Aiden frowned as he uncrossed his legs and took a step inside my room. “About what?” he asked, bending down to pick up two of the shirts that had landed on the floor. Setting them on the bed, he took a spot right next to them on the mattress facing me.

“The convention.” This was exactly how I’d get before the first day of school. The nerves. The nausea. The dread. The worry about who I would sit with. If anyone would actually come by my table. What the hell had I been thinking registering? It wasn’t like I was starving for business. I got a steady flow of new customers, on top of my returning, loyal clientele.

“It’s a book convention. What are you worried about?” He picked up the last shirt I’d tossed on the bed and held it up, looking over the long sleeves and royal blue color. “What’s wrong with this one?”

Nerves were eating up my chest and my soul, and he had no idea or any way to comprehend what I was going through. I didn’t think Aiden knew what insecurity was. I ignored his comment about the shirt. “What if everyone hates me and no one talks to me? What if someone throws something at me?”

Aiden snorted, setting the shirt he’d been holding aside and picking up the next one on the pile. “What are they going to throw?
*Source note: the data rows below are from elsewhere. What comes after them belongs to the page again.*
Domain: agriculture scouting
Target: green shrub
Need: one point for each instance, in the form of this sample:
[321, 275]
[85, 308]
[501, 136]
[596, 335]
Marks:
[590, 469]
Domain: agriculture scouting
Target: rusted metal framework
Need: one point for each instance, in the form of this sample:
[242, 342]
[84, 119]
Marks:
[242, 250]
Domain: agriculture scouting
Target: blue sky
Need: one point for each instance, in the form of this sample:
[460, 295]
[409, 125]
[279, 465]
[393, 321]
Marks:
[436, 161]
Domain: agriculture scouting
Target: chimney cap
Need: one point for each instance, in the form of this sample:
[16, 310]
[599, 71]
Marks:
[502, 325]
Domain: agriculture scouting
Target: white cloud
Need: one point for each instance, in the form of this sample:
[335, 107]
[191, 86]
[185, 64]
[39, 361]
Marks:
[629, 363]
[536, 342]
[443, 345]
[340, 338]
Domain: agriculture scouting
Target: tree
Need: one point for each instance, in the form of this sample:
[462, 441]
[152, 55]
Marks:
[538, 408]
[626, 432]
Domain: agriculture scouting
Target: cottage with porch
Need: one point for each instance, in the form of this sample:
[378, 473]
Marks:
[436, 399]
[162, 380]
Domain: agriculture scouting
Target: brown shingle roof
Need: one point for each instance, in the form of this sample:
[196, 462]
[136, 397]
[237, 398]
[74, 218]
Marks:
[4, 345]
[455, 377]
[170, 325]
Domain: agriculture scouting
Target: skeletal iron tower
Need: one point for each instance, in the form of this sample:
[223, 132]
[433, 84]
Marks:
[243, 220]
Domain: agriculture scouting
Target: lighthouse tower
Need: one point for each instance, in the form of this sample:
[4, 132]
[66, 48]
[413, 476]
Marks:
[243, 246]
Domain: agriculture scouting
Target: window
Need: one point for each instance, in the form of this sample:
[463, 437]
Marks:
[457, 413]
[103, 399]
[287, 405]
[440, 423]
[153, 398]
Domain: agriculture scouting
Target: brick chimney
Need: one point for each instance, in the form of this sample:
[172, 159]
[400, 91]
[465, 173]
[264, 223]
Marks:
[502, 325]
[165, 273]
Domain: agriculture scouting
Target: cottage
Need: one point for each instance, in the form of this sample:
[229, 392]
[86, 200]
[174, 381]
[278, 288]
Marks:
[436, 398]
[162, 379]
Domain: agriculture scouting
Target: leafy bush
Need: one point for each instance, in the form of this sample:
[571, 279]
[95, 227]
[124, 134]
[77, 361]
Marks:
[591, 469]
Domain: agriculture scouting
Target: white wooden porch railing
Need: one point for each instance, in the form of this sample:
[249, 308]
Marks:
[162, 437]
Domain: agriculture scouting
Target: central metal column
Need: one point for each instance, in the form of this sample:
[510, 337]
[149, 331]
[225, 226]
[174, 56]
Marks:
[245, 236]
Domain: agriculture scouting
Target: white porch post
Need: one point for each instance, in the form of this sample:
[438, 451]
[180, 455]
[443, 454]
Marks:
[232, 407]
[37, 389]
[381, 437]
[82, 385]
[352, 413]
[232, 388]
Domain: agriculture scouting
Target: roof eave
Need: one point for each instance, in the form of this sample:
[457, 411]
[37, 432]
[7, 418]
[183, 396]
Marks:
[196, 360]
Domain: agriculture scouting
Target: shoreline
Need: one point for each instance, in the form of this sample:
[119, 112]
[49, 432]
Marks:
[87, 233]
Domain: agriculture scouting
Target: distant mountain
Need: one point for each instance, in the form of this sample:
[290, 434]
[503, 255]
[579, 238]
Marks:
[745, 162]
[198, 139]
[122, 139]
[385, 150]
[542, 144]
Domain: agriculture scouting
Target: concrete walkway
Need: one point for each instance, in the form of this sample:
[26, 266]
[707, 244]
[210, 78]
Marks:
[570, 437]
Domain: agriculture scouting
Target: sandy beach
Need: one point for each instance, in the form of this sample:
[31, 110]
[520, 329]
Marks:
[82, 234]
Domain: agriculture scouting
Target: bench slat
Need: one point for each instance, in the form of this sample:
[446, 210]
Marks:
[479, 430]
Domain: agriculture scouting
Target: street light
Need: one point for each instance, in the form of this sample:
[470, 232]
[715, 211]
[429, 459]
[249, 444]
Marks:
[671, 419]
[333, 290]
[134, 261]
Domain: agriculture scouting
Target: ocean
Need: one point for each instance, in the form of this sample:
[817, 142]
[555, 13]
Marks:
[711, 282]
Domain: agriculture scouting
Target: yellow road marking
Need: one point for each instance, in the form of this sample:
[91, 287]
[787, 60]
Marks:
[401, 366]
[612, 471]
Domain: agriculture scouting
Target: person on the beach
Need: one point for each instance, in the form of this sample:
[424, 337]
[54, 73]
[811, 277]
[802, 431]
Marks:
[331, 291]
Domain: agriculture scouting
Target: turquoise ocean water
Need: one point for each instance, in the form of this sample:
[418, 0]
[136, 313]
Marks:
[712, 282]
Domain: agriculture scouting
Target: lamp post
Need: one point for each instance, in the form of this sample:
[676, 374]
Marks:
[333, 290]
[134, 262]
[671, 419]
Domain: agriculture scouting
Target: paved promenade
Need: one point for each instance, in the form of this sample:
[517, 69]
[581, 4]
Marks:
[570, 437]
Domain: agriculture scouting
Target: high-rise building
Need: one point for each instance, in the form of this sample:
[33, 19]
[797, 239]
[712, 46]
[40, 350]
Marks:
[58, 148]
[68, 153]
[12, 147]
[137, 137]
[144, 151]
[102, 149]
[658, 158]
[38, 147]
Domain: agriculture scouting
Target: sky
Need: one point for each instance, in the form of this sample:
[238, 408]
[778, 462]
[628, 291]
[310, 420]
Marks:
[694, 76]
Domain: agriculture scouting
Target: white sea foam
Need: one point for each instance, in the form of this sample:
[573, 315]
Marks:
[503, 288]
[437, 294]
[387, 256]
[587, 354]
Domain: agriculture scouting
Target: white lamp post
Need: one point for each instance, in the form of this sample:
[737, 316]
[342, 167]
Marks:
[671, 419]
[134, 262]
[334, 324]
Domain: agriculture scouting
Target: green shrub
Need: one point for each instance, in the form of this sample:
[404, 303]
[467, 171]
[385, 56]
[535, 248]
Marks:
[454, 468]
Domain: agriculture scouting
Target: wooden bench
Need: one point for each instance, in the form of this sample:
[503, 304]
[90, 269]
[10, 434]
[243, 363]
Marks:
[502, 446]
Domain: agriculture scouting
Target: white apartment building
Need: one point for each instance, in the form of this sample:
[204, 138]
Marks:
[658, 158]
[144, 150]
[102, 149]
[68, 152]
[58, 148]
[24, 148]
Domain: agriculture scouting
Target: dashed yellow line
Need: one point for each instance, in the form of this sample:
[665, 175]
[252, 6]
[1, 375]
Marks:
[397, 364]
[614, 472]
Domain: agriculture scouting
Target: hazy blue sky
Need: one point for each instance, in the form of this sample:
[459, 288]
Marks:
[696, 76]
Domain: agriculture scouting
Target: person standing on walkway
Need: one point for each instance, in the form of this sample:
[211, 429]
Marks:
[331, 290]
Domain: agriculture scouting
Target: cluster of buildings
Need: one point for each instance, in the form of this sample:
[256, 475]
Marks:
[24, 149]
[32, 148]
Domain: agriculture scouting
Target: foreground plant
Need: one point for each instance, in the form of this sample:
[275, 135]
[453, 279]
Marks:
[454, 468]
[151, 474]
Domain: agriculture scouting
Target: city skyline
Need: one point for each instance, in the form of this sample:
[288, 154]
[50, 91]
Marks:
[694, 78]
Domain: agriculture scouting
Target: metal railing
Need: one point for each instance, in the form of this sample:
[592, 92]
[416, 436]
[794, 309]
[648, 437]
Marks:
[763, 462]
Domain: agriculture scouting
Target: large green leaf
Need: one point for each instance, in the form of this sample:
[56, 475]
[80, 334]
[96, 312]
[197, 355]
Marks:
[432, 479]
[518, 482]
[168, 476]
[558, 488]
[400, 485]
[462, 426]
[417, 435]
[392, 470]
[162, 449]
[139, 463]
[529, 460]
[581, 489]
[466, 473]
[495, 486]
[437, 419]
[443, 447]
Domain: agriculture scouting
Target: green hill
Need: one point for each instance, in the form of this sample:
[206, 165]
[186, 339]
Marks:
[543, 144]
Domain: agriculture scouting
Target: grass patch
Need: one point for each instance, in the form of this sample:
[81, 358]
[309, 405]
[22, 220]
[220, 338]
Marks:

Bookmarks?”

That had me groaning. “You don’t understand…”

Aiden peeked at me from over the collar of the blouse, and from the wrinkles around his eyes, I could tell he was smiling just a little bit before he put it on the other side from where he’d left the blue one. “No one is going to throw anything at you. Relax.”

I swallowed and went to take a seat on the bed next to him, his thigh touching mine. “Okay, probably not, but what if… no one comes by my booth? Can you imagine how awkward that would be? Me sitting there all alone?” Just thinking about it was making me anxious.

Shifting on the mattress, he reached over and touched my thigh with his fingertips. The smile on his face melted completely off and he stared at me with that hard, serious face. “If no one goes by your booth, it’s because they’re stupid—”

I couldn’t help but crack a little smile.

“—and they don’t have any taste,” he added, giving me a squeeze.

My smile might have grown a little more.

“I looked at your website. I saw the before and after images of what you’ve done. You’re good, Van.”

“I know I’m good—”

His chuckle cut me off. “And people think I’m cocky.”

I elbowed him in the arm with a laugh. “What? I am. There’s not a lot of things I’m really good at, but this is the one thing no one can take away from me. I’ve worked hard at it.”

The expression on Aiden’s face hinted at amusement as he held up the blue shirt he’d previously set aside. “Then you know you have nothing to worry about. Take this one with you.”

I grabbed the shirt he held with a huff and nodded, quietly folding it. I moved around the room and collected the other things I wanted to take with me. I was only spending two nights, I didn’t need a whole bunch, but I was still taking more than enough just in case. I’d rather have too many shirts than not enough.

I kneeled down to grab my carry-on luggage from beneath the bed, casting a glance at him as he folded the shirts I’d set aside that I wasn’t taking.

He caught me looking at him and only slightly raised his eyebrows. “Stop looking like you’re going to be sick, Van. You’ll be fine.”

“You keep saying that, but then again you’re not intimidated by anything, big guy. You run at guys the same size as you or bigger for a living.”

His eyebrows crawled up even higher on his forehead. “Fear is all in your head.”

“I hate it when people say that.”

“It’s true. What’s the worst that will happen? People won’t talk to you? They won’t like you? People who really know you like you.”